Der Kläger möchte, dass sein Eigentum nicht weiter bemäkelt wird, weil Stern das Gemälde womöglich unter Verfolgungsdruck der Nazis verkauft hatte. Er hatte das Bild 1999 im Rahmen einer Auktion in London erworben. Dass er nach deutschem Recht der rechtmäßige Eigentümer sei, hatte auch der Vertreter der Treuhänder bei der mündlichen Verhandlung Ende Mai in Karlsruhe erklärt.
«Kalabrische Küste» schwer verkäuflich
«Wir sehen hier durchaus, dass der Kläger in einer misslichen Lage ist», sagte die Vorsitzende Richterin, Bettina Brückner, damals. Die «Kalabrische Küste» dürfte so schwer verkäuflich sein. In den Vorinstanzen war der Kläger allerdings gescheitert.
Als Vertreter des Klägers sagte Anwalt Wendt Nassall am BGH, für die Veröffentlichung in der Datenbank sei das Einverständnis des Melders nötig – er könne den Eintrag also auch zurückziehen lassen.
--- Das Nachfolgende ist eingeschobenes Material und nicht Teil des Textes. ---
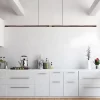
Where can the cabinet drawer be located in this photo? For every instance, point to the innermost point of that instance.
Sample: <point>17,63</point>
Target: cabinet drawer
<point>71,75</point>
<point>20,73</point>
<point>56,76</point>
<point>2,90</point>
<point>89,90</point>
<point>20,77</point>
<point>42,83</point>
<point>89,74</point>
<point>2,74</point>
<point>20,90</point>
<point>56,88</point>
<point>42,77</point>
<point>89,81</point>
<point>71,88</point>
Weil das Deutsche Zentrum Kulturgutverluste nicht Partei in dem konkreten Streit ist, äußerte es sich dazu nicht. Es sei aber nicht das erste Verfahren um Datenbank-Einträge, teilte eine Sprecherin mit.
Aus Sicht des Anwalts der Treuhänder, Siegfried Mennemeyer, ist das Register dazu da, historische Tatsachen zu erfassen. Diese hätten seine Mandanten geliefert. «Nicht mehr und nicht weniger haben wir gemacht.» In Deutschland seien in der Datenbank gelistete Bilder durchaus lukrativ weiterverkauft worden. Er räumte aber ein, dass das in Übersee anders aussehen könne. Um den Eintrag zu löschen, müsse sich der Kläger an den Betreiber der Datenbank wenden.